R - La mafia sapeva e sa di non dover dare conto del suo operato alla giustizia, perchè in ogni tempo ha assolto a compiti del sistema feudale. Oggi la mafia è una forza per la conquista e il mantenimento del potere.

D - Può esser più esplicito?

R - La mafia non ha bisogno attualmente del potere politico per accumulare ricchezza. La ricchezza della mafia viene dai traffici di droga. Non sono d'accordo con il sociologo Arlacchi, che sostiene che gli appalti pubblici rappresentano la fonte principale dell'accumulazione mafiosa. La mafia diventa imprenditrice solo per poter giustificare le immense ricchezze accumulate illegalmente. La mafia, dicevo, ha bisogno del potere politico per garantirsi l'impunità.

D - Ma l'omicidio dell'europarlamentare Lima non significa forse che la mafia salda i conti con il suo referente politico che non è più in grado di garantire l'impunità giudiziaria precedente?

R - Già precedentemente la mafia non aveva investito tutto nella DC. La mafia è sempre stata filogovernativa, dai tempi di Crispi e Giolitti. Don Calogero Vizzini mise in vendita del terreno pur di poter contribuire a finanziare la marcia su Roma di Benito Mussolini. Quando tra gli anni '60 e '70 scricchiola il potere della DC, la mafia diversifica la sua presenza e si sparpaglia nei partiti minori, compreso il Partito socialista.

D - E il PCI?

R - In qualche modo il PCI ha assolto funzioni di governo locale o ha consentito alla DC di farlo. E quando sono scese in Sicilia le grandi organizzazioni cooperative bianche e rosse i subappalti sono stati dati ai peggiori mafiosi del calibro di Spatola o Inzerillo.

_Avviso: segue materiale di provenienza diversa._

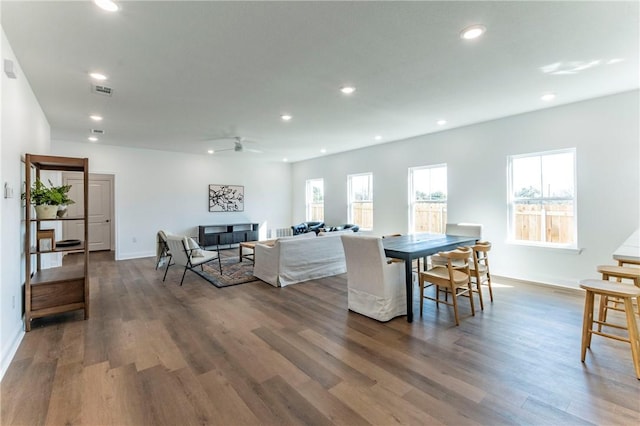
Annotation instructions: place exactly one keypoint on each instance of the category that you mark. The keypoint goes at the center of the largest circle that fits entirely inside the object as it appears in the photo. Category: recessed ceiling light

D - Torniamo all'omicidio Lima.

R - Il rapporto di Cosa nostra con la politica è ancora oggi basato sulla certezza della impunità in cambio di sponsorizzazioni elettorali. A un certo punto Salvo Lima si fa garante della ricerca di nuovi equilibri politici con l'apertura a sinistra. Lima diventa scomodo, perchè non riesce a garantire quelle impunità che aveva garantito attraverso una mediazione a più alti livelli. Insomma sposa la tesi dei magistrati di Palermo.

D - E sugli omicidi Falcone e Borsellino qual è la sua opinione?

R - Falcone e Borsellino erano determinati a portare sino in fondo la lotta alla mafia. Stavano uscendo dai binari dei detentori di un potere statale che garantivano l'impunità ai mafiosi. Sono usciti dai binari, hanno tradito le regole.

D - Una ultima domanda: in primavera Catania e Agrigento voteranno con il sistema dell'elezione diretta del sindaco. La mafia sarà penalizzata?

R - L'elezione diretta del sindaco, se resteranno immutate le condizioni politiche nelle quali il sindaco si troverà ad operare, non cambierà niente. La riforma elettorale non è una riforma del sistema di potere.

Rimanendo gli stessi uomini che perseguono la stessa politica, non è improbabile che l'elezione diretta del sindaco avvantaggi proprio la mafia.